En mayo de 2015 recorrió buena parte del territorio nacional la Caravana por la Defensa del Agua, a la que se sumaron organizaciones michoacanas exigiendo que se detuviera la construcción del Acueducto Independencia en Sonora y denunciando la aplicación de reformas que están despojando a los pueblos de sus riquezas naturales, de sus empleos y de sus derechos humanos. Estos manifestantes daban cuenta de la contaminación del 70 por ciento de los ríos del país, sumándose esta problemática a los 420 conflictos socioambientales que hasta principios de 2016 contabilizan investigadores del tema.

Por supuesto que para quienes la educación escolarizada sólo representa una posibilidad de obtener ingresos para resolver lo inmediato personal y no como la preparación que todo individuo obtiene para contribuir en las mejoras de la calidad de vida de su entorno, se encuentra lejana la reflexión de que a mayor deterioro en la naturaleza, mayor grado de violencia tendremos, necesariamente, qué enfrentar. Porque esos conflictos sociales y ambientales relacionados con minería, energía y agua, además de romper el frágil equilibrio ecológico, resultan detonantes para el resquebrajamiento del tejido social.

A quienes se movilizan ante tanta infamia se les ha denominado “afectados ambientales”: pueblos fumigados en Argentina, miles de costureras muertas en el derrumbe de las fábricas textiles en Bangladesh, los 34 mineros muertos a tiros por la Policía de Sudáfrica, los también mineros sepultados en Pasta de Conchos, México; las comunidades chiapanecas que han denunciado a la afamada empresa refresquera, quien mejor mayor acceso tiene al agua potable… No son sólo ellos.
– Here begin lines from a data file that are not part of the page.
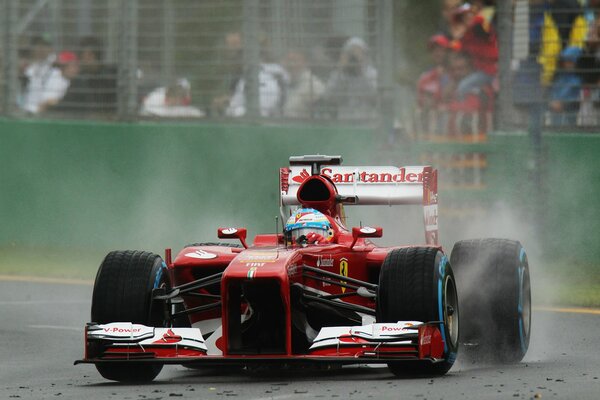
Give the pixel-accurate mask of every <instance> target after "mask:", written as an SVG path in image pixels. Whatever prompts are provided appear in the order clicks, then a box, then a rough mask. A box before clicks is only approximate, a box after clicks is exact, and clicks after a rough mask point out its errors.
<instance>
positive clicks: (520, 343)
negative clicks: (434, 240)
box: [450, 239, 531, 363]
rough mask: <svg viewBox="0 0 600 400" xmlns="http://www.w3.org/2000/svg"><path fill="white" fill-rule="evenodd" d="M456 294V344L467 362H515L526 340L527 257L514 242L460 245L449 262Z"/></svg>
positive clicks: (530, 300) (525, 350) (491, 239)
mask: <svg viewBox="0 0 600 400" xmlns="http://www.w3.org/2000/svg"><path fill="white" fill-rule="evenodd" d="M450 262H451V264H452V267H453V268H454V273H455V274H456V281H457V287H458V293H459V295H460V297H459V298H460V309H461V315H460V317H461V321H460V326H461V344H462V349H463V350H464V352H463V354H465V356H467V358H468V359H469V360H470V361H473V362H501V363H515V362H519V361H521V360H522V359H523V357H524V356H525V353H527V349H528V347H529V338H530V335H531V286H530V278H529V265H528V262H527V254H526V253H525V250H524V249H523V246H522V245H521V243H519V242H518V241H514V240H507V239H477V240H464V241H460V242H458V243H456V244H455V245H454V248H453V249H452V255H451V258H450Z"/></svg>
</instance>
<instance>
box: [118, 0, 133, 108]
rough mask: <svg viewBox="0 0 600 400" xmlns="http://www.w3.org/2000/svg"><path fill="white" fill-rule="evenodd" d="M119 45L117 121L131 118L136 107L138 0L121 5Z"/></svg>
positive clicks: (125, 2)
mask: <svg viewBox="0 0 600 400" xmlns="http://www.w3.org/2000/svg"><path fill="white" fill-rule="evenodd" d="M121 5H122V7H121V21H120V24H119V26H120V30H121V33H122V34H121V35H120V36H121V43H120V46H119V56H118V64H119V65H118V73H117V74H118V78H117V80H118V83H117V87H118V92H117V103H118V104H117V106H118V108H117V112H118V116H119V119H121V120H128V119H131V118H133V117H134V116H135V115H136V113H137V109H138V105H137V29H138V23H137V22H138V21H137V17H138V0H124V1H123V2H122V3H121Z"/></svg>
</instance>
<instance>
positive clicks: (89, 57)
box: [52, 36, 117, 113]
mask: <svg viewBox="0 0 600 400" xmlns="http://www.w3.org/2000/svg"><path fill="white" fill-rule="evenodd" d="M102 60H103V52H102V43H101V42H100V40H99V39H97V38H95V37H91V36H89V37H85V38H83V39H82V40H81V42H80V44H79V62H80V72H79V74H78V75H77V76H76V77H75V78H74V79H73V80H72V81H71V84H70V85H69V88H68V89H67V93H66V94H65V96H64V97H63V99H62V100H61V101H60V102H59V103H58V104H56V106H54V107H52V109H53V110H58V111H69V112H92V113H114V112H115V111H116V107H117V70H116V68H115V67H113V66H109V65H105V64H104V63H103V61H102Z"/></svg>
Afectados ambientales, me parece, somos cada uno de nosotros.

Sobre el autor
Alma Gloria Chávez Castillo. Oriunda de Pátzcuaro, realizó estudios formales en el lugar. Por interés personal complementó su formación con actividades artísticas como la pintura, la danza, el teatro y la pantomima. Su vocación de servicio le ha llevado a promover o insertarse en espacios culturales orientados a niños/as y jóvenes. Ha sido colaboradora fraterna con organizaciones indígenas de la región a través de espacios radiofónicos y prensa escrita. Promotora de lectura y cuenta-cuentos, fundadora y activista de grupos de mujeres, vive anhelando una sociedad libre de violencia.